To run tests in batch there are two commands, the first one covering a limited but most relevant selection of browsers.
$ npm run browserstack
$ npm run browserstack:full
Both commands require you to have your Browserstack credentials ready. You can find them here.
To test with only a specific browser, do this:
$ ENV_USER=your-browserstack-user ENV_KEY=your-browserstack-key ./node_modules/.bin/nightwatch -c etc/nightwatch.remote.conf.js -e ff52
The -e parameter should contain the id of the test setting to launch with. In this case ff52. For all available test settings check the objects inside the file etc/nightwatch.remote.config.js
You can run the tests on your local http://localhost:8080/ in different browsers using BrowserStack.

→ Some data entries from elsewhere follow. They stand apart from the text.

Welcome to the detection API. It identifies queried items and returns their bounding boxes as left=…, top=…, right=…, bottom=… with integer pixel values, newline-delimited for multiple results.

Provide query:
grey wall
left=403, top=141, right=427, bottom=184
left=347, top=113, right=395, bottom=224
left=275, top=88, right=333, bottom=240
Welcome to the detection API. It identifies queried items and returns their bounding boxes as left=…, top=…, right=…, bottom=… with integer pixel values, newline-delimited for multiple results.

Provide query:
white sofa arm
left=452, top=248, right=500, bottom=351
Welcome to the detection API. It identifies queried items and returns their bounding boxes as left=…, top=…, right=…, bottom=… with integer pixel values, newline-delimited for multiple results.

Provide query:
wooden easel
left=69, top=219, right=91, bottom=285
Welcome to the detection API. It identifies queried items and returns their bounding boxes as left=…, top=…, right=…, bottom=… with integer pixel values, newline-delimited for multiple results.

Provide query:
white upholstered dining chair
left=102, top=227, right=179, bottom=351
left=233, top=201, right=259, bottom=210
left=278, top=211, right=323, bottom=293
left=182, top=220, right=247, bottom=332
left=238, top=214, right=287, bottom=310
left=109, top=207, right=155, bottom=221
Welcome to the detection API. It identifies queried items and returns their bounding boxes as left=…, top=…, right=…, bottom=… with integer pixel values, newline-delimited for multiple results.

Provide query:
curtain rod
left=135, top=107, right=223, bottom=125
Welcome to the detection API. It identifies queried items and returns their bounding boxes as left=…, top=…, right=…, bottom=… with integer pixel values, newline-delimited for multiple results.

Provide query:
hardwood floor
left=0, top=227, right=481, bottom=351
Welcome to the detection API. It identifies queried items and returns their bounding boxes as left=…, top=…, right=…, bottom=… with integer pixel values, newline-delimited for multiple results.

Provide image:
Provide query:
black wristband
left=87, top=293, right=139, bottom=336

To do this, download (BrowserStackLocal)[https://www.browserstack.com/local-testing], install and run the application. Create a build with npm run build and start the server with npm start. Finally, get your browserstack credentials and run (for chrome57):
$ ENV_USER=your-browserstack-user ENV_KEY=your-browserstack-key ./node_modules/.bin/nightwatch -c etc/nightwatch.localhost-remote.conf.js -e chrome57
For possible test settings see above section.
To run tests in batch trigger this command:
$ npm run browserstack:remote-localhost
npm run build:release creates an app version that loads its parts from oil.axelspringer.com/release/*.min.js
The releases are build with a bash script via ./release.sh.
This should be used in production.
NODE_DEBUG=oil-debug npm run ...
We are using AsciiDoc to create and edit the documentation. You can find the sources und docs/ and can create the HTML (dist/docs) with npm run build:docs.
see the releases section.
oil.js is freely distributable under the terms of the GPL v2.0.